• Приглашаем посетить наш сайт
    Бестужев-Марлинский (bestuzhev-marlinskiy.lit-info.ru)
  • Паж цесаревны
    Часть III. Глава VIII. Государственные пленники. Просьба Андрюши. Монах.

    -- Нет, тысячу раз нет! Я не хотела короны, не хотела объявлять себя императрицей! Окружающие вскружили мне голову, убедили, что ради благополучия детей и друзей моих я должна занять престол. И теперь расплата, какая жестокая расплата!

    И Анна Леопольдовна горько зарыдала на груди своей неизменной Юлианы.

    Брауншвейгское семейство сидело под крепким караулом в одной из отдаленных комнат дворца. В соседней комнате были заперты приверженцы свергнутого правительства в лице Миниха, Остермана, Головкина, Левенвольде, Мегдена и других. А еще дальше, в крошечной комнате, находился связанный верный слуга правительницы Юрий Долинский.

    Юрий Долинский знал уже, что Анна Леопольдовна удалена от власти, и что она, ее муж и дети арестованы, и Елизавета Петровна провозглашена императрицей. Угрызения совести терзали Долинского. Исполнил ли он свой долг? Сдержал ли клятву -- отдать жизнь за ту, которая спасла от пытки и казни? Не должен ли он был в момент, когда явились заговорщики, забыть о том, что он отец, и уложить на месте первого из попавшихся ему навстречу, будь то даже его собственный сын?.. Но в то же время Долинский сознавал, что ничего, ровно ничего не мог он сделать для защиты правительницы и что, нанеси он удар саблею Андрюше, рассвирепевшие гренадеры отомстили бы, пожалуй, его смерть убийством Анны и беззащитного крошки-императора. Ведь удержать гренадер, проникнутых злобою и ненавистью к брауншвейгцам, было бы почти немыслимо. Да притом в душе Долинский преклонялся перед Елизаветой и считал, что для счастья и славы России было бы лучше, если бы она, а не разные принцы Антоны, Остерманы, Левенвольде и другие правили страною.
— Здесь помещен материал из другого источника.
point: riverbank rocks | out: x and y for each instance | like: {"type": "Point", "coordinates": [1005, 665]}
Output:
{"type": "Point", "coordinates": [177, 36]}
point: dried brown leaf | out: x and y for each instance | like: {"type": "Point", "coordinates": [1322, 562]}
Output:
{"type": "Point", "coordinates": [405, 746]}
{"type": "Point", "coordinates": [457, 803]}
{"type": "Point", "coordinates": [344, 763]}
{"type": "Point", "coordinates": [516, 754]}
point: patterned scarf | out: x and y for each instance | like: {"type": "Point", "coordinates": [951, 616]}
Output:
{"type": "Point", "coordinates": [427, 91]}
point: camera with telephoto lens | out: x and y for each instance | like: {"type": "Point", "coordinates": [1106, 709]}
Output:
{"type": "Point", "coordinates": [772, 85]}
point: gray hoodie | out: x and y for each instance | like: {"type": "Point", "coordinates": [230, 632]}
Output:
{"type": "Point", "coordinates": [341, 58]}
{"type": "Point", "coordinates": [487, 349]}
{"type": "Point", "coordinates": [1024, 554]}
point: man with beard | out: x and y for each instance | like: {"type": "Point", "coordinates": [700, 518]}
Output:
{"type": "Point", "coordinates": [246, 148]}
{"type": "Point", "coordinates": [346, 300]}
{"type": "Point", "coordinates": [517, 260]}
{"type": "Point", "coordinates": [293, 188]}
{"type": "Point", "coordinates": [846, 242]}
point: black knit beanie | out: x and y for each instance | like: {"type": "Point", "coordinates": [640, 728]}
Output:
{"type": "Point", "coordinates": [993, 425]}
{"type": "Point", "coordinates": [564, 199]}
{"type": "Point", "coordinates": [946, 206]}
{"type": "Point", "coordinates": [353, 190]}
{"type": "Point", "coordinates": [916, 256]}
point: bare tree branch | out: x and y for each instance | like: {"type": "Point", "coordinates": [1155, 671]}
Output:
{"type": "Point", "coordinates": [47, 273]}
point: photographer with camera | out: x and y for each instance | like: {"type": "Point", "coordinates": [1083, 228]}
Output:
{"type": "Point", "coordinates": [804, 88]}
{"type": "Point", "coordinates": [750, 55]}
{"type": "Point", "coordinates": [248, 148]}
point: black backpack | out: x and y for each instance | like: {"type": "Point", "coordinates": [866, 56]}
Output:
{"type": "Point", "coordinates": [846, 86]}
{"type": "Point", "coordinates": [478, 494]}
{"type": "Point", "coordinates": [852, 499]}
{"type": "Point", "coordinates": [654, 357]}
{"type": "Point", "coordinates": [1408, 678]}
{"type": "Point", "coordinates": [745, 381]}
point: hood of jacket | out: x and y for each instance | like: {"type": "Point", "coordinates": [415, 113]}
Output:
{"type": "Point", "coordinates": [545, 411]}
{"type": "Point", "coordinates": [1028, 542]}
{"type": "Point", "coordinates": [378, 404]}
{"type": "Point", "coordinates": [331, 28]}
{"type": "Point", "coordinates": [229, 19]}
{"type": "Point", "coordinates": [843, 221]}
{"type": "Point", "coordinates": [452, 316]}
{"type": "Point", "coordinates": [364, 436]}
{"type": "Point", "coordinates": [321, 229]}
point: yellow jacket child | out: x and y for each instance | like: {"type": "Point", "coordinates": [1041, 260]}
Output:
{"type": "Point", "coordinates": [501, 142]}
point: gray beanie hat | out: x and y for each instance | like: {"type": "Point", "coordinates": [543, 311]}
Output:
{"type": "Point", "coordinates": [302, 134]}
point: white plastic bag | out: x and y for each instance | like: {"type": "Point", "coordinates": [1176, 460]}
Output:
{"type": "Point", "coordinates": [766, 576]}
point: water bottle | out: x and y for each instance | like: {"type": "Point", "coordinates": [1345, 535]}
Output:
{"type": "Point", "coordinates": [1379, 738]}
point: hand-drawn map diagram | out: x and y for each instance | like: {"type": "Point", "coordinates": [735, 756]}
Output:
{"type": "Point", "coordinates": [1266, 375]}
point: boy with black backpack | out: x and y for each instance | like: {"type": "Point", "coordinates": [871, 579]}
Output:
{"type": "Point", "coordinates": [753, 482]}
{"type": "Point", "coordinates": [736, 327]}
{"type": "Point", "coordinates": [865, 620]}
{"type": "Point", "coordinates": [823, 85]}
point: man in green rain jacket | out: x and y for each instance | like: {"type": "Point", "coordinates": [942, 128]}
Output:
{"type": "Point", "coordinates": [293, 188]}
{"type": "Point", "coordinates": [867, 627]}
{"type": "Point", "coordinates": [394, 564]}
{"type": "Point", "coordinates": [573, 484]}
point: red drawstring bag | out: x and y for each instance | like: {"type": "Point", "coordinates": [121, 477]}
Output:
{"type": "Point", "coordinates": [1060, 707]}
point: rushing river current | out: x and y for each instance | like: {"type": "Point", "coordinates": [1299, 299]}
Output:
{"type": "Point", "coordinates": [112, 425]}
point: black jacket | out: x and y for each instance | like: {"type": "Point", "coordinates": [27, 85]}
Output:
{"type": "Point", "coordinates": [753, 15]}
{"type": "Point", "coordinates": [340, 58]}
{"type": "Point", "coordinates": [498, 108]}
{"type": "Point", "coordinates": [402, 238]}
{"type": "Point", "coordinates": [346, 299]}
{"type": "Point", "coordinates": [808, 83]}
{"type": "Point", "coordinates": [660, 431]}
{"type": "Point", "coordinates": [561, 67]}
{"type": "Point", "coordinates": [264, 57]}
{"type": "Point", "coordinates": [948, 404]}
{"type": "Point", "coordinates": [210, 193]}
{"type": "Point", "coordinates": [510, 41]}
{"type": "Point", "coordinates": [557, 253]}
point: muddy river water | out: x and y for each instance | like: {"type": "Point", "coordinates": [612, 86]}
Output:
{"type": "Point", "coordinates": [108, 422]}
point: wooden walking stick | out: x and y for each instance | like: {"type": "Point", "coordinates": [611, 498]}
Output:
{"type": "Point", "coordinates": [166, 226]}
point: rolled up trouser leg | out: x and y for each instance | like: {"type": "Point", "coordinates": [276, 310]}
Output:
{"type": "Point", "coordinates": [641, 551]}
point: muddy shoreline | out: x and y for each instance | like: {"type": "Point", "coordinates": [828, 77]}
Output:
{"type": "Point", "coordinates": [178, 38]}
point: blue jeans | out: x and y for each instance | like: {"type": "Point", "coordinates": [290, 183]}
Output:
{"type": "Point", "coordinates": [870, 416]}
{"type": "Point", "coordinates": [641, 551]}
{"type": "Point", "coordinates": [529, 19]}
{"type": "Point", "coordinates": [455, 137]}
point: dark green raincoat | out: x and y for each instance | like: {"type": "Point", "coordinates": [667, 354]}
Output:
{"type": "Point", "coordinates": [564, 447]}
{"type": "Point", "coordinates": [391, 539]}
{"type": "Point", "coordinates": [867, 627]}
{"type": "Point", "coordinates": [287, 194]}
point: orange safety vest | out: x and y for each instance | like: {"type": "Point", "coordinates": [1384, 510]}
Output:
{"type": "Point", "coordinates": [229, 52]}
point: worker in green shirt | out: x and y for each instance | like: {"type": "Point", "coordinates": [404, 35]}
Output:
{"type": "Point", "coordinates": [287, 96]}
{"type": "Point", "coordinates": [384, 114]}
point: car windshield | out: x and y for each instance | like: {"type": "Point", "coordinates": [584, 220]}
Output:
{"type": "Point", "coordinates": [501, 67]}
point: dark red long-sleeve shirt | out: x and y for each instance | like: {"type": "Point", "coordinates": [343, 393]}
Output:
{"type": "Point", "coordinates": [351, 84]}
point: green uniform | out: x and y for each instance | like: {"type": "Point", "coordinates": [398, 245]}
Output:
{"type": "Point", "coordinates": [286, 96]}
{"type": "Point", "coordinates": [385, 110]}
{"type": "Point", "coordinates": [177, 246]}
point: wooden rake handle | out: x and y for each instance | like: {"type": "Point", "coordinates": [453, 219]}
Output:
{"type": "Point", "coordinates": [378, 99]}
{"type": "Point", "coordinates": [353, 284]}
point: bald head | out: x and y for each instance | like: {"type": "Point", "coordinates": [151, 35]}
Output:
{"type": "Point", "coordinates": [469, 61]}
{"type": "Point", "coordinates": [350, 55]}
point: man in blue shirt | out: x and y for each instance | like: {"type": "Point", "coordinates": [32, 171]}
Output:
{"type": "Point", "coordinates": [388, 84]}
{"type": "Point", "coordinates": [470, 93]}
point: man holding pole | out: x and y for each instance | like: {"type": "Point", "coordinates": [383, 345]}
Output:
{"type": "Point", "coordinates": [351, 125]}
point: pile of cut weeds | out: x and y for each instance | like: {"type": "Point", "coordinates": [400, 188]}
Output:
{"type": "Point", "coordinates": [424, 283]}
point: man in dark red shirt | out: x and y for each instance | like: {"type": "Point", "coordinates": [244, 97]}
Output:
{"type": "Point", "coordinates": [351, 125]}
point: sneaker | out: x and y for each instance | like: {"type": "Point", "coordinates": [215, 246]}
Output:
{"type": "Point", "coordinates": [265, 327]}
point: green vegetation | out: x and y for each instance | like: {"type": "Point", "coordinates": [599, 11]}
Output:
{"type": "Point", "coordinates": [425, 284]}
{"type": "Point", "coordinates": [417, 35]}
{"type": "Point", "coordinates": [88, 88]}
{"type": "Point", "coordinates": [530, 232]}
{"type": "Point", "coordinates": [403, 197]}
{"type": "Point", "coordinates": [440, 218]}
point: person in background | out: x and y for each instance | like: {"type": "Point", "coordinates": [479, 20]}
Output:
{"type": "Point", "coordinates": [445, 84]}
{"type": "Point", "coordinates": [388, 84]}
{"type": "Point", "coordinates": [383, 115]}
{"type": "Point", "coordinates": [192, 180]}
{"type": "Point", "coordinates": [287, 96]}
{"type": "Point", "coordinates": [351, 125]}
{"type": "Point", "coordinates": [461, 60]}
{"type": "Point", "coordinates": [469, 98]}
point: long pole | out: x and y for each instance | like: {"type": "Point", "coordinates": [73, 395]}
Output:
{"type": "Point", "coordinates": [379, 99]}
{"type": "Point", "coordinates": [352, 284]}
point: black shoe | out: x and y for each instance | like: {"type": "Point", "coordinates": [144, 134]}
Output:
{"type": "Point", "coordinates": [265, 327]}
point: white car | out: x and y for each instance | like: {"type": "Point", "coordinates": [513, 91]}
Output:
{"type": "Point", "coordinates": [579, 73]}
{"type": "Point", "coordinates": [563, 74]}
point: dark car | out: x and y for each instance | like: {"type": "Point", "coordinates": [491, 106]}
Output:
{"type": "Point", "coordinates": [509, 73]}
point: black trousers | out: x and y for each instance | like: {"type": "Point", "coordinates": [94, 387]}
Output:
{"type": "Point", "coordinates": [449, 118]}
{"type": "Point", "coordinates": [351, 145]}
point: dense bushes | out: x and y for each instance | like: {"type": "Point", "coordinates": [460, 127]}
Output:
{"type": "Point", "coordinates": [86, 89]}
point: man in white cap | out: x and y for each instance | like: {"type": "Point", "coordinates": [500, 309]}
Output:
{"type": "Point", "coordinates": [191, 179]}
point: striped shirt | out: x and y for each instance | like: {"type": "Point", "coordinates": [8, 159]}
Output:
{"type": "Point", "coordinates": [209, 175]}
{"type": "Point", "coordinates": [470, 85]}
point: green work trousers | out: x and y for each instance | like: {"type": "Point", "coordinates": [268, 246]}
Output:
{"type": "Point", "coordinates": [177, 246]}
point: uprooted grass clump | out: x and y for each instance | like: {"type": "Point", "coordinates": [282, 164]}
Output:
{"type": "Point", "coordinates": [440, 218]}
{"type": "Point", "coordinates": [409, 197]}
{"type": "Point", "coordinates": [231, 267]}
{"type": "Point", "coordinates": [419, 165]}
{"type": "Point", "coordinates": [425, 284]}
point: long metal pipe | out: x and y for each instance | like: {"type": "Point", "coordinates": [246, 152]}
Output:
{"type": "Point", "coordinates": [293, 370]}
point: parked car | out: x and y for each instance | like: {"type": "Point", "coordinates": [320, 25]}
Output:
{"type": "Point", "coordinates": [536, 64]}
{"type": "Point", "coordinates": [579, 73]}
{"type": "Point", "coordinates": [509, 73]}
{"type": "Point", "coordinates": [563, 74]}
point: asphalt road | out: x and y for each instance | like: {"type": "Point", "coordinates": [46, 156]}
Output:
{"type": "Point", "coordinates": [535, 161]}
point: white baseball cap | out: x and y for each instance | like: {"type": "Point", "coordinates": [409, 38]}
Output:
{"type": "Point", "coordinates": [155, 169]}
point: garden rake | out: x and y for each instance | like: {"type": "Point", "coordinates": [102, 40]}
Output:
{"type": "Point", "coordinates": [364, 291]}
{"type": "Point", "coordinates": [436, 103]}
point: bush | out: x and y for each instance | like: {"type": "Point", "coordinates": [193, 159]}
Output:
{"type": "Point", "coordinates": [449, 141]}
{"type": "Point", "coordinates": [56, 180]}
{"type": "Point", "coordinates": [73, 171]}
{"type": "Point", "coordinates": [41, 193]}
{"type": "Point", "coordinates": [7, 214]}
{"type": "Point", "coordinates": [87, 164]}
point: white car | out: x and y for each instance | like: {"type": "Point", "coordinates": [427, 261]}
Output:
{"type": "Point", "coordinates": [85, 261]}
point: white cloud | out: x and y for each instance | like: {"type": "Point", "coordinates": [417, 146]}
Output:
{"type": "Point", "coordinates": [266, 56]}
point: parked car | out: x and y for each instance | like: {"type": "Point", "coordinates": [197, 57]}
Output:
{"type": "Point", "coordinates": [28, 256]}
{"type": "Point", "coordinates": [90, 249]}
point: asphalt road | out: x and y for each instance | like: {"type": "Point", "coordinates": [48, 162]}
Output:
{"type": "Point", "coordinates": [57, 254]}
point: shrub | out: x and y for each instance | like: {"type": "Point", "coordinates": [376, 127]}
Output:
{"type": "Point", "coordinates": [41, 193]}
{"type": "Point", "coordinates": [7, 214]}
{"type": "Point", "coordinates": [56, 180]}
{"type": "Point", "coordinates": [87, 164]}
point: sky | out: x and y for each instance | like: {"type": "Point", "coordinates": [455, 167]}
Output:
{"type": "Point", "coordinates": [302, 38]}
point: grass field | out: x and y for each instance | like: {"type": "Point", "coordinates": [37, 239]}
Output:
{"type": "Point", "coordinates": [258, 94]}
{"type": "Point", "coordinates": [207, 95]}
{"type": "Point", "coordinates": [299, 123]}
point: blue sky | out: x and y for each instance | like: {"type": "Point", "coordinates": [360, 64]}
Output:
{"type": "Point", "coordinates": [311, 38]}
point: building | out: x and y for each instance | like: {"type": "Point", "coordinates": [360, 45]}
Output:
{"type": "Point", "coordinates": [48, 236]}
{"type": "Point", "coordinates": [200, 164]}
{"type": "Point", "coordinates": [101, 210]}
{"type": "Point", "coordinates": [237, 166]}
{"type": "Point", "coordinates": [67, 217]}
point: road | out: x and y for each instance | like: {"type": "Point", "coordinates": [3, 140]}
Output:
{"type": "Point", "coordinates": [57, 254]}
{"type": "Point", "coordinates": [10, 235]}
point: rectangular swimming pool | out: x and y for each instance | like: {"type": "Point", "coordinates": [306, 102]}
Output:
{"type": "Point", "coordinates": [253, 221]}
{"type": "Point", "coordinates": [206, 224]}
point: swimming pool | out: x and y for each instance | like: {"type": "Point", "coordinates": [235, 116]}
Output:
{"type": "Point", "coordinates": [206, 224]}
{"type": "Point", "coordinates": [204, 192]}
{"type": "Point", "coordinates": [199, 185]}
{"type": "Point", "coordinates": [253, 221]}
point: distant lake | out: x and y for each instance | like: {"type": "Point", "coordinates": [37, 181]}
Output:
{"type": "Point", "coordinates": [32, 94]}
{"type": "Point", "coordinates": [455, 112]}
Он был предан Анне Леопольдовне только потому, что она была его спасительницею. Но, как и многие другие, он ненавидел окружавших правительницу корыстных сановников. И лишь за нее, а не за них он был готов отдать свою жизнь. Он останется верным своей клятве и разделит ее участь: если она пойдет на плаху, и он потребует смертной казни, если сошлют или посадят в тюрьму, он добровольно последует за нею...

    Невеселые думы наполняли головы и остальных пленников. Особенно бывшая правительница горевала и плакала, сетуя на судьбу. Но не за себя страдала Анна: участь детей, мужа и друга Юлианы пугала ее. Она то сидела молча, скованная тяжелым оцепенением, то снова бросалась на шею подруге и, рыдая, говорила:

    -- Я знаю Лизу... она добра и сердечна. Она не пожелает нашей казни, но народ? За былые унижения его любимой цесаревны не потребует ли он нашей жизни?

    -- О, если бы мы послушались тогда Левенвольде, приняли меры! -- прошептал принц.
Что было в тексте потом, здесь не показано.